Distinguishing Characteristics: Loggerhead sea turtles have 5 lateral scutes on their carapace, which is a reddish-brown color. As hatchlings, the carapace of a loggerhead has raised scutes, this is thought to potentially make these smaller turtles more difficult to swallow by predators, such as sharks. Adult loggerheads are often found with epibiota, including barnacles and algae, living on their carapaces. These creatures and the loggerheads they live on have a commensalistic relationship, meaning the epibiota benefit from having a surface to live on but the loggerhead remains unharmed. Another defining feature of loggerheads is their broad head and neck, for which they are named. Their strong jaws are used for crushing shells, such as conch, when feeding.
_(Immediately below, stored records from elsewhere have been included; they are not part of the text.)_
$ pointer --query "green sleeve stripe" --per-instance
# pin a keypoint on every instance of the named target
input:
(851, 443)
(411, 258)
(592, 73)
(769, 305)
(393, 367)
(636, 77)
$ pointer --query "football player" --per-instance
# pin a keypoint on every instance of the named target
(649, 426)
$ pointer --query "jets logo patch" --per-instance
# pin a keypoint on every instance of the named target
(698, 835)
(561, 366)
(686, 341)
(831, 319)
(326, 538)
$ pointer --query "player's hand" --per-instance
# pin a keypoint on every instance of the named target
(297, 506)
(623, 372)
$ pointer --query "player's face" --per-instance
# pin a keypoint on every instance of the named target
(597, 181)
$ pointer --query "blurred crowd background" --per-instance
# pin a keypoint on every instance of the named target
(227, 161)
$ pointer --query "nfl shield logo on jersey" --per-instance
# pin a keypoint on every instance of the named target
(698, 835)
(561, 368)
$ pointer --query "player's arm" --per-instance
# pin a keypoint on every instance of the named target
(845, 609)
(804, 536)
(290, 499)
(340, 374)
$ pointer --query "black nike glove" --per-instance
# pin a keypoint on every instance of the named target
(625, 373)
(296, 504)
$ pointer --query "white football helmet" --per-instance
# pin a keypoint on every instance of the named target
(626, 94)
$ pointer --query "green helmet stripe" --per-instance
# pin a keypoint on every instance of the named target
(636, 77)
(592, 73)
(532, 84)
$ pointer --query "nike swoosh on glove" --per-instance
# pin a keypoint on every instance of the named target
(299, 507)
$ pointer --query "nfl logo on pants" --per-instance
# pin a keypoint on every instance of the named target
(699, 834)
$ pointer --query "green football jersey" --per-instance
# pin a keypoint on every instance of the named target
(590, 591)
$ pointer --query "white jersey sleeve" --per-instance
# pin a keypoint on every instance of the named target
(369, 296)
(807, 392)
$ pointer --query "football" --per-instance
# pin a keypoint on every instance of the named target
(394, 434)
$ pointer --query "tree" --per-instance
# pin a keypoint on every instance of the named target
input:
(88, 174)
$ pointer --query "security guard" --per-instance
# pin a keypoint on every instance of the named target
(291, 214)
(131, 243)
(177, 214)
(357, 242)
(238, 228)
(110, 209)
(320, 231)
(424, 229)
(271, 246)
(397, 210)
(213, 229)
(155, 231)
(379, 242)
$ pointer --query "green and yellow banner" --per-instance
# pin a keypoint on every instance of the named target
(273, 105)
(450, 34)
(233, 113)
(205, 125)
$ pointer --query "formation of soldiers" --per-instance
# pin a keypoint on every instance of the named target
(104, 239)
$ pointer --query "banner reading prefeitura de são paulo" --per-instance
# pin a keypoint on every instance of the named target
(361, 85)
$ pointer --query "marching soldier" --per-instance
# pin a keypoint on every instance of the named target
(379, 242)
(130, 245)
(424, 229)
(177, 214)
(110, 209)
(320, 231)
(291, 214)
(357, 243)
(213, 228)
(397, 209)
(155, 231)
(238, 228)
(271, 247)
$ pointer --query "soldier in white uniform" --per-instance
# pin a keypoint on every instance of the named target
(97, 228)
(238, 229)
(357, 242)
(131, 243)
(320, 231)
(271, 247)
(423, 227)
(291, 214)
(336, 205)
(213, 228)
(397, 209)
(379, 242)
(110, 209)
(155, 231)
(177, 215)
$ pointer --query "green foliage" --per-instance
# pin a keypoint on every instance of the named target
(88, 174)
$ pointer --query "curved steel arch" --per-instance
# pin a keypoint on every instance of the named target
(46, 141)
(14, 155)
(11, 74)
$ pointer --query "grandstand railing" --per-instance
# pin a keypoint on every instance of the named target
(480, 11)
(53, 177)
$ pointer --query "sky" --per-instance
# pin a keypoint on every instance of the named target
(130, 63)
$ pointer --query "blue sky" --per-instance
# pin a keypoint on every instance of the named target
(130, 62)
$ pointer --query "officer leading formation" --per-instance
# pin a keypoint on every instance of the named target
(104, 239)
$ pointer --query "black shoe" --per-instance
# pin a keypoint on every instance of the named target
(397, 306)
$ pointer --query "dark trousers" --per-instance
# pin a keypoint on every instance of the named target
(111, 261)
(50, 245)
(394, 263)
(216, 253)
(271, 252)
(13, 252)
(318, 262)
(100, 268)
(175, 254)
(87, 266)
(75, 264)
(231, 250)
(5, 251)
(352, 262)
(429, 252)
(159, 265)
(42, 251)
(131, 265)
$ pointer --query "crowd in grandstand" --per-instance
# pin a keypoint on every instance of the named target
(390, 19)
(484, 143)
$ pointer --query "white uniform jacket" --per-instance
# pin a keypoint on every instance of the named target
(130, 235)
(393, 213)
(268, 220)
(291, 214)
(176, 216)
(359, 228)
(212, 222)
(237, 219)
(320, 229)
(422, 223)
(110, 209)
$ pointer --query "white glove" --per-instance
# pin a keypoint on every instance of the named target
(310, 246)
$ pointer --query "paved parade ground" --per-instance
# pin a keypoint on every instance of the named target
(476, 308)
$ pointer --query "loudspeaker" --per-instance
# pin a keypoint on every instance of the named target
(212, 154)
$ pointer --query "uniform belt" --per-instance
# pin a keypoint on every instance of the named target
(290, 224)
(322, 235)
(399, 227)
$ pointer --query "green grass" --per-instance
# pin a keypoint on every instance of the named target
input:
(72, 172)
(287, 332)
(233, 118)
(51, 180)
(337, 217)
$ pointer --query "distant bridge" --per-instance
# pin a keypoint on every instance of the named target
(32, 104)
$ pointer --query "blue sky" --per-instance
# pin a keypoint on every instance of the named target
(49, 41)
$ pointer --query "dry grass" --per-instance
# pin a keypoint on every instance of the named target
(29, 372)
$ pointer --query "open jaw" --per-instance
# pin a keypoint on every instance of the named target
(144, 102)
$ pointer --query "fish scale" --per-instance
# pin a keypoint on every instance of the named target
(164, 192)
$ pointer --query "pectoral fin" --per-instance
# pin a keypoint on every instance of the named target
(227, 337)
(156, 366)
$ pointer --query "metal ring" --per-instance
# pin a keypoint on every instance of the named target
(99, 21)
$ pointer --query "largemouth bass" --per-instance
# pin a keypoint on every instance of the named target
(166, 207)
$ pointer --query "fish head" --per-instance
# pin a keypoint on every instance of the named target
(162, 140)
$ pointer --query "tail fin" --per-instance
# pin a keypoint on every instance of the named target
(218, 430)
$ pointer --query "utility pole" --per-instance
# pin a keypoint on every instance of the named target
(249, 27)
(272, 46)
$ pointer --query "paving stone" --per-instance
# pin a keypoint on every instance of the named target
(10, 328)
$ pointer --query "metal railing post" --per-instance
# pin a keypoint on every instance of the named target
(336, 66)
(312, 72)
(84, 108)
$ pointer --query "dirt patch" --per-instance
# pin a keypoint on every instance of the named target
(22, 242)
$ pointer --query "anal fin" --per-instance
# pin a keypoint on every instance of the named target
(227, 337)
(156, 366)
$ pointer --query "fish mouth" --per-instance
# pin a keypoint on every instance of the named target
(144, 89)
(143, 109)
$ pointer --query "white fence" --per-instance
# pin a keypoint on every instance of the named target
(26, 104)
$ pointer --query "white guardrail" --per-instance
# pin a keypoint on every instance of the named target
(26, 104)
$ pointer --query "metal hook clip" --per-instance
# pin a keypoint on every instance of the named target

Maturity and Reproduction: Loggerheads reach maturity at about 30 years of age. This species has been seen mating off the coast of southeastern Florida. Most loggerhead clutches have 1 paternity but can have multiple (Witherington & Witherington, 2015).

Nesting: In the United States, loggerhead nesting takes place from North Carolina to Mississippi. The large majority of loggerhead nesting occurs on the beaches of southeastern Florida. Loggerheads do not nest every year, but every 2 to 4 years. In a single nesting season, a female can lay anywhere between 3 and 6 nests. Loggerhead nests average 115 eggs and hatchlings typically emerge after incubating for about 2 months.

Fun fact: the most densely nested loggerhead beaches in the world are on the 9.5 miles of beach Loggerhead Marinelife Center monitors and in northeastern Oman, in the Middle East. Loggerhead nesting on LMC monitored beaches normally occurs from April to October. During the 2020 nesting season, 13,059 loggerhead nests were recorded between Tequesta, Jupiter-Carlin, and Juno Beach (Loggerhead Marinelife Center, 2021).

Conservation and Specific Human Impacts: Loggerhead sea turtles have not suffered from commercial harvest, like some sea turtle species have. However, loggerheads are often impacted by commercial fishing. Juveniles have been found to go after bait on longlines, while subadult and adult loggerheads are adversely affected by trawling, another form of commercial fishing. Being trapped in a trawl can restrict a sea turtle's ability to breathe and therefore often leads to drowning. It is estimated that because of commercial trawling, loggerhead numbers have decreased by tens of thousands. Some specific changes that have been made that positively impact loggerheads include the use of turtle excluder devices, (TED’s) on trawl nets, and requiring longline fishermen to use circle hooks (Witherington & Witherington, 2015).

Local Impacts: During the 2020 nesting season, Loggerhead Marinelife Center researchers documented that boat strikes were the most frequently recorded injury observed on nesting loggerhead sea turtles. (Loggerhead Marinelife Center, 2021). See what our Conservation department is doing to promote Responsible Boating Initiatives:



Casale, P. & Tucker, A.D. 2017. Caretta caretta (amended version of 2015 assessment). The IUCN Red List of Threatened Species 2017: e.T3897A119333622. Downloaded on 09 February 2021.

Loggerhead Marinelife Center. (2021) Loggerhead Marinelife Center Sea Turtle Monitoring 2020 Nesting Season Final Report. 9-16.

Witherington, B., & Witherington, D. (2015) Our Sea Turtles: A Practical Guide for the Atlantic and Gulf, From Canada to Mexico. Pineapple Press, Inc.